Finalmente, el rectorado manifestó que quizá era mejor esperar a tener un sistema de haces láser en el hemisferio norte antes de iniciar la siembra de este planeta. El proyecto era complejo por diversos motivos. Demasiado caro utilizar el sistema de espejos reflectantes actual. Se destruían en cada lanzamiento y había que reponerlos. Además, como consecuencia de los espejos cada envío tardaba nada menos que 30 años. Se planteó compaginar el lento estudio de este planeta con otros. Había dificultades adicionales: era complicado frenar las microsondas para luego dejarlas en la estrecha franja habitable. No habría siembra por el momento.

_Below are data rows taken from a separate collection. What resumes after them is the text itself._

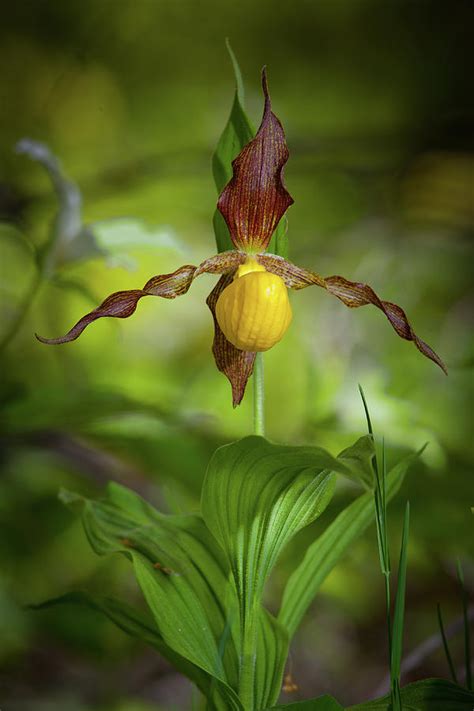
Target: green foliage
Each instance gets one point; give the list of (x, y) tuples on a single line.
[(425, 695), (322, 703), (203, 578), (322, 555), (467, 631), (396, 637)]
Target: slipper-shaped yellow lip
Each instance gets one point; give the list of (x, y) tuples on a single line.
[(254, 311)]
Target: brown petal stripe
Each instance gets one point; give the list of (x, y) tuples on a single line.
[(352, 294), (255, 199), (236, 365), (122, 304)]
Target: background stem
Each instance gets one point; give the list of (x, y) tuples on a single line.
[(259, 397)]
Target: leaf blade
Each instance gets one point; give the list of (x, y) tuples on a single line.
[(325, 552)]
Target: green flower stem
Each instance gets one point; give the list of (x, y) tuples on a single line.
[(259, 396)]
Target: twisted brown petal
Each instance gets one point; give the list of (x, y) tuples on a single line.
[(255, 199), (236, 365), (122, 304), (352, 294)]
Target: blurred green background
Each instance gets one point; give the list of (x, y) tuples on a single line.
[(376, 100)]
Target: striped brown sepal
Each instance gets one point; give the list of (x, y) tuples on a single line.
[(236, 365), (255, 199), (122, 304)]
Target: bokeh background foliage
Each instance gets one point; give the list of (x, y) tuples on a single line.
[(132, 96)]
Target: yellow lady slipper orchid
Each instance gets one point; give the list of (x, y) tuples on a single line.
[(250, 302), (254, 311)]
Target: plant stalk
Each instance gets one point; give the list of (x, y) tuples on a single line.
[(259, 396)]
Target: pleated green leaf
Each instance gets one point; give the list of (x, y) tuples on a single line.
[(182, 572), (255, 497), (322, 703), (271, 654), (327, 550), (425, 695), (140, 625)]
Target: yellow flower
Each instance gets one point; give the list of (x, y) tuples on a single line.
[(250, 301)]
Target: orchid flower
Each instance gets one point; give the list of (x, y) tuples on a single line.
[(250, 303)]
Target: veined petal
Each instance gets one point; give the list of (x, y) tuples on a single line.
[(255, 200), (236, 365), (122, 304), (352, 294)]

No tuve la suerte de Néstor el Afortunado, el Sembrador de Naranga, que había encontrado enseguida su planeta. Me entristecía no poder sembrar. Tampoco podía esta vez. Las dificultades hicieron que, poco a poco, Bindi fuera perdiendo interés, ya que habían aparecido otros mundos que habían capturado poderosamente el entusiasmo de la opinión pública.
Además, por si esto no fuera suficiente, seguía sin ser capaz de adaptarme a trabajar con Jacinto. Yo quería colaborar con él sin que surgieran continuos problemas, formar un buen equipo, pero parecía imposible.